Data-driven low-dimensional model of a sedimenting flexible fiber
This work addresses the computational bottleneck in simulating flexible fibers for biological and industrial applications, though it is incremental as it builds on existing neural network architectures.
The authors tackled the computationally expensive modeling of flexible filament dynamics in flow by developing a data-driven low-dimensional model using machine learning, achieving high accuracy with only four degrees of freedom compared to the original 93 degrees of freedom.

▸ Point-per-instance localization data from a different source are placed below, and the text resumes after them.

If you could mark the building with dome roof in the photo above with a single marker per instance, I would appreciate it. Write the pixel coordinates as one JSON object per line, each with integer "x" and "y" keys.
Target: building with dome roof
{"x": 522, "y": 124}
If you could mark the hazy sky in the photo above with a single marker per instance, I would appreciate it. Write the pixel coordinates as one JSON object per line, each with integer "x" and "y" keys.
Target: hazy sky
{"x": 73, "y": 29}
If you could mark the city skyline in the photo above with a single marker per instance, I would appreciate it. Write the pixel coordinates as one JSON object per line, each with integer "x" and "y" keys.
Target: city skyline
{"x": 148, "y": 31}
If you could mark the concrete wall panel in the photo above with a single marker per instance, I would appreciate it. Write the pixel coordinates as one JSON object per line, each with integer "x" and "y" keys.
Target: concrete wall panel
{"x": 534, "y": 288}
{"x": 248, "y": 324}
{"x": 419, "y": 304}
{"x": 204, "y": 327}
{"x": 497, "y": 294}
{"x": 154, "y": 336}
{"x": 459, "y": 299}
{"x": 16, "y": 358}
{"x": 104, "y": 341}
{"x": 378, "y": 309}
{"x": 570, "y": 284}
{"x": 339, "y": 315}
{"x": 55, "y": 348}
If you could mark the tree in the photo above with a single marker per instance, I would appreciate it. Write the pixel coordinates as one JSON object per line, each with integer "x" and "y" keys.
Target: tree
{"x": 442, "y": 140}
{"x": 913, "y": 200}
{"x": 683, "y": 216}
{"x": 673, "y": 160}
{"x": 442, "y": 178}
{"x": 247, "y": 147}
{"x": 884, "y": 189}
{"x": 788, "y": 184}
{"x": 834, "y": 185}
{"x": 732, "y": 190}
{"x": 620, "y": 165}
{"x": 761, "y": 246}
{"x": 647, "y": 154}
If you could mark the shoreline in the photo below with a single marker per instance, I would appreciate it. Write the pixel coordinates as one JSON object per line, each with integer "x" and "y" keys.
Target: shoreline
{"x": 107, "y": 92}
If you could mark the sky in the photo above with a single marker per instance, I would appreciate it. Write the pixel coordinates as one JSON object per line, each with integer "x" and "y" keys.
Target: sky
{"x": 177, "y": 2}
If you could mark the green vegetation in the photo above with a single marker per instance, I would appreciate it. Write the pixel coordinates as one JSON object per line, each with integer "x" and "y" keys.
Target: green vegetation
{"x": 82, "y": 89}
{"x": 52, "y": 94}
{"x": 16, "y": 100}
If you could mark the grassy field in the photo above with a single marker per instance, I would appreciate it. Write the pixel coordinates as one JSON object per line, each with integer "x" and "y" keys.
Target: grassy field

The dynamics of flexible filaments entrained in flow, important for understanding many biological and industrial processes, are computationally expensive to model with full-physics simulations. This work describes a data-driven technique to create high-fidelity low-dimensional models of flexible fiber dynamics using machine learning; the technique is applied to sedimentation in a quiescent, viscous Newtonian fluid, using results from detailed simulations as the data set. The approach combines an autoencoder neural network architecture to learn a low-dimensional latent representation of the filament shape, with a neural ODE that learns the evolution of the particle in the latent state. The model was designed to model filaments of varying flexibility, characterized by an elasto-gravitational number $\mathcal{B}$, and was trained on a data set containing the evolution of fibers beginning at set angles of inclination. For the range of $\mathcal{B}$ considered here (100-10000), the filament shape dynamics can be represented with high accuracy with only four degrees of freedom, in contrast to the 93 present in the original bead-spring model used to generate the dynamic trajectories. We predict the evolution of fibers set at arbitrary angles and demonstrate that our data-driven model can accurately forecast the evolution of a fiber at both trained and untrained elasto-gravitational numbers.